See our complete analysis for Abercrombie & Fitch

Rewards At Hand

Abercrombie’s revenue per square feet fell significantly in 2013 and 2014 due to weak response to product offerings. While we project that this decline will continue in mid single digits in 2015 due to the ongoing portfolio transition, figures are expected to improve next year, thanks to the availability of a huge variety of fashion-forward merchandise. Last year, in an earnings call,  management announced that they will reduce their logo business to “almost nothing” within 12 months and replace it with fashion-forward inventory.

The company has been on-track with this strategy so far, removing most of the basic merchandise range from its stores. Though this had weighed heavily on Abercrombie’s sales, it does make way for fresh and more attractive inventory, which should help it entice more customers. In fact, there were some latent signs of recovery in the last quarter in the form of relatively weaker decline in comparable sales, thanks to comparatively better penetration of fashion merchandise in overall portfolio. Once Abercrombie completes the transition and has only fashion forward merchandise in its inventory, it can attract more buyers who are currently shopping at Zara and Forever 21.

Risk Involved

The risk involved in this strategy is that customers may not be able to digest such a drastic change in the brand they have always known for premium basic merchandise. Hence, Abercrombie can lose its loyal customers while trying to gain new ones. Something like this happened with Aeropostale (NYSE:ARO) back in 2013, when it integrated much fashion in one of its seasonal launches, which only confused buyers. Customers accustomed to shopping for basic jeans and t-shirts at Aeropostale shied away from unusual merchandise on display, and others did not want to buy fashion-forward products from a retailer known for cheap basic merchandise.
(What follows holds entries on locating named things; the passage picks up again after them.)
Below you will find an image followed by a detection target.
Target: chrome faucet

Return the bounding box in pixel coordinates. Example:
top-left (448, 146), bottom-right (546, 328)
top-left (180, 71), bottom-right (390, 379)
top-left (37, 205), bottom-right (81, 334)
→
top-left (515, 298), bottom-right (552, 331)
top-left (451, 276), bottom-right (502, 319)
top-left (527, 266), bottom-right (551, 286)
These factors may not prove as intense for Abercrombie, but they could trouble it nonetheless. However, Abercrombie is willing to take this risk in order to recreate itself in the U.S. apparel market. It now depends on how effectively it can market the change in its retail strategies.

The Risk-Reward Balance

After gauging risks and rewards related to aggressive portfolio transition, we have projected only a moderate increase in Abercrombie & Fitch’s (ANF)Hollister’s and abercrombie kids’ revenue per square feet going forward. We believe that despite the complete change in products on offer, brand perception will not change overnight and hence, growth in revenue per square feet will be slow. Moreover, increasing competition and falling foot traffic can offset Abercrombie’s efforts, keeping a check on its growth.

However, the increase in revenue per square feet metrics for all brands will most likely remain steady, given that the retailer will be offering products that customers desire. We forecast that over the next five or six years, revenue per square feet for all the brands will only be slightly above their respective 2014 levels. If customer response to updated product mix turns out better than expected, pushing long term revenue per square feet forecast for ANF and Hollister to $450 and $390, respectively, up from the current projections of $420 and $366, there can be an upside of about 5% to our price estimate for Abercrombie. On the contrary, it these figures move down to $375 and $328, respectively, there can be over 5% downside to our price estimate.